This old mill town turned tragedy into economic opportunity | News | Pittsburgh | Pittsburgh City Paper

This old mill town turned tragedy into economic opportunity

“Folks here were not going to fold up the tent and go home.”

This old mill town turned tragedy into economic opportunity
CP photo by Aaron Warnick
Tina and Thomas Walker in Millvale’s community garden

In 2007, Millvale was hit by a disastrous flood. Girty’s Run, the creek that runs through the borough, swelled to mammoth proportions and engulfed the town’s main drag, Grant Avenue, and most of the business district. Millvale, like many small towns along one of Pittsburgh’s three rivers, had been declining for decades and the flooding harshly punctuated the town’s struggles.

“After the flood, residents had two choices,” says Scott Wolovich of New Sun Rising, a social-enterprise incubator that has been working in Millvale for years. “You either fold up your tent and go home, or you roll up your sleeves and see what you are made of. Folks here were not going to fold up the tent and go home.”

Dozens of community members volunteered to clean up after the flood, and Wolovich says that during the clean-up, residents realized their borough could use some more community spaces. Residents started setting goals to start a library, a small park and a community garden. 

All of those goals have come to fruition in the past few years. And now, small businesses and millennials are flocking to Millvale, revitalizing the old mill town in an organic, community-led way uncommon among the region’s old industrial boroughs. Millvale is set to extend its bike trail, get a new coffeeshop/farm stand, open a tea shop, and even launch a hotel in the near future. Additional proposals keep flowing in. 

Community stakeholders hope that the new jobs that small business brings to the town will help reduce Millvale’s unemployment rate, which is above the Allegheny County average. But Wolovich is confident that the momentum that started when the community came together to clean up after the flood will push Millvale above the troubled waters of the past.  

“At that point, it was like a ball rolling down hill,” he says.

And while Millvale started recovering after the flood in 2007, Tina Walker, president of Millvale Community Development Corp., says the borough really started to take off economically over the past two years. She references explosive growth of the Business Association of Millvale, which formed a few years ago with about 10 businesses; now it has 47 members.
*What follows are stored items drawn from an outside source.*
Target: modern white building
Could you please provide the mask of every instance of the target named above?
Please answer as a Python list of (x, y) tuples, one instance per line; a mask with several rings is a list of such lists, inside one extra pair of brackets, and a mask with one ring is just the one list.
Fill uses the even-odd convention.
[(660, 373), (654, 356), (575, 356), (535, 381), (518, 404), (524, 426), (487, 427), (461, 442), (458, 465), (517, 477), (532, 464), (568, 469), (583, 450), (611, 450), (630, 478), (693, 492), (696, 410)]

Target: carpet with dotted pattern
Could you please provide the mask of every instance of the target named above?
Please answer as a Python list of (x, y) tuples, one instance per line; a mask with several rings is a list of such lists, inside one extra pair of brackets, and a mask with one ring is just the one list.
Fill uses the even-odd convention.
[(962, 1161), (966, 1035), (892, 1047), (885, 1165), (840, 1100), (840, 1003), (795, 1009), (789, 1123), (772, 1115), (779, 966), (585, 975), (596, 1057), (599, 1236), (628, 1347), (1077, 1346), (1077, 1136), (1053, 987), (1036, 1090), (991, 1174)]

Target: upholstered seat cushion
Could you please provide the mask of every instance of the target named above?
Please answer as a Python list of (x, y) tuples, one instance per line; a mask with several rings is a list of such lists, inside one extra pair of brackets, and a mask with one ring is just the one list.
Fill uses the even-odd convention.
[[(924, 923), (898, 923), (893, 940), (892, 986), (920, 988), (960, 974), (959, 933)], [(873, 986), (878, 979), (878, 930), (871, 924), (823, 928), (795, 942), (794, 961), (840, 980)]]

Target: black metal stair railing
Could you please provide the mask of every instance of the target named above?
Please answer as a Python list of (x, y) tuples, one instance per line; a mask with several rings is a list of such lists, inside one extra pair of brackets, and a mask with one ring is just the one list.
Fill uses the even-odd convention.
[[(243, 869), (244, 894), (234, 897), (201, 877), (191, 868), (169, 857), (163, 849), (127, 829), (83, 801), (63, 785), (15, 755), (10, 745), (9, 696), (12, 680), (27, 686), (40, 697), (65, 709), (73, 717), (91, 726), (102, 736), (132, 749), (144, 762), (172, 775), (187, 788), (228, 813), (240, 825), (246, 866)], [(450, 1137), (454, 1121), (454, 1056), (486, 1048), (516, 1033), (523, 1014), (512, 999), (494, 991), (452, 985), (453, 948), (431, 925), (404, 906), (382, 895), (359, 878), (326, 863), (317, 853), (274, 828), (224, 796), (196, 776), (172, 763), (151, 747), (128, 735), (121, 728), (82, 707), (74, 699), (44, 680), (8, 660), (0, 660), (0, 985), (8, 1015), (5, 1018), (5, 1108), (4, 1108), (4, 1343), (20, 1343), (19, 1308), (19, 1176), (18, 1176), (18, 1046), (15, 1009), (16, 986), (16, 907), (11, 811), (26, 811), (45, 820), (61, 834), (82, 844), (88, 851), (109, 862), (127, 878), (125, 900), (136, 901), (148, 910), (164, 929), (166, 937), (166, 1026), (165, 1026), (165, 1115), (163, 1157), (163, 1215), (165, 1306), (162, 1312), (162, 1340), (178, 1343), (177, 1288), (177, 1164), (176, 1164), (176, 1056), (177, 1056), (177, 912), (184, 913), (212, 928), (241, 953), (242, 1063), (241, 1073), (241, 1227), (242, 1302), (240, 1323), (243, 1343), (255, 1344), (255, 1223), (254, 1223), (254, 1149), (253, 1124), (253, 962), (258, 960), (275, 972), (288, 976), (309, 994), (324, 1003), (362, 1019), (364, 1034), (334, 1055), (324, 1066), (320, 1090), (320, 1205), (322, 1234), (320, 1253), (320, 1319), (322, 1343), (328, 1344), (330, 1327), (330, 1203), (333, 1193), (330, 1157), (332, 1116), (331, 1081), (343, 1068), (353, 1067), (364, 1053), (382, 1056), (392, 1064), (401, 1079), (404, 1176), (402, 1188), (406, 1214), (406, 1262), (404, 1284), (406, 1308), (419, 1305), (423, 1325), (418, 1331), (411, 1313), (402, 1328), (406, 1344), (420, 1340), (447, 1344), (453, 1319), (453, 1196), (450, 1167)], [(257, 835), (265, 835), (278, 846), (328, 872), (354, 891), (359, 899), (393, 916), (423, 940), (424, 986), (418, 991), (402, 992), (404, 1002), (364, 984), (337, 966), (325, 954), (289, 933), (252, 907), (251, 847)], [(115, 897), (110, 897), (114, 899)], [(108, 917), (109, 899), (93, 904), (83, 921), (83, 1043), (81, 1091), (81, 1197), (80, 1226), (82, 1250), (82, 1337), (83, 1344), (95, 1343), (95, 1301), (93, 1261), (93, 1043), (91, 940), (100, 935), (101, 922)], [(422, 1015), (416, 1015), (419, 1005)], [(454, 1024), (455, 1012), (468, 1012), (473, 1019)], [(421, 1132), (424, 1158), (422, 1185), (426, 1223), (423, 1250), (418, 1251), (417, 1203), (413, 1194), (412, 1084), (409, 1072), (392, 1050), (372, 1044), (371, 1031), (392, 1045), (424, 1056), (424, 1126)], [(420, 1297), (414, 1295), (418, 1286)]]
She also says that young people have not only moved to Millvale in recent years, but are also getting involved in the community. 

“We have all these amenities here; it is what everyone wants,” says Walker. “Now, the youth want in, and they want to participate in the growth. They realize this is a part of life that roots them in the community.”

Millvale has a post office, two diners, a music venue, a record shop, a bowling alley, a bakery, pharmacies, a deli, and multiple bars and breweries all located within a square mile. The borough will add a coffee shop, Tazza D’Oro, and a farm stand when the near-complete Bennett Station building is finished at the town’s main intersection of Grant Avenue and North Street.

Census figures show the town’s demographics are shifting, too. Millvale has increased its percentage of millennial residents over the past few years, and has added hundreds of residents with college degrees since 2000. Walker says these new residents are attracted to the borough’s throwback, small-town lifestyle, where they can walk to everything and they know business owners by name. 

Walker says this explosion of small-business interest was only possible thanks to the community getting involved in the borough’s future. In 2012, when Walker took over at the MCDC, members held community meetings, formed focus groups and met with residents for a year before drafting a plan for Millvale’s future. 

MCDC also established four-year term limits for board members, so no one can completely control Millvale’s development, says Walker. 

“It has to come from the inside out,” says Walker. “We need community cooperation from the ground up to do anything. We are very fortunate it is set up that way.”

The MCDC has only one part-time employee and is primarily run by volunteers, like Walker. She says this creates a commitment to the organization that runs deep. “To do this is not just a job, you have to feel it in your heart,” Walker says.

With this mindset and community involvement, Millvale became one of the few communities in Allegheny County to draft an EcoDistrict plan. This plan focuses on sustainable growth and environmentally friendly practices. Walker says it has not only attracted small businesses focused on participating in the community, it also helped Millvale get a grant for a community garden and solar panels on the roof of the community library.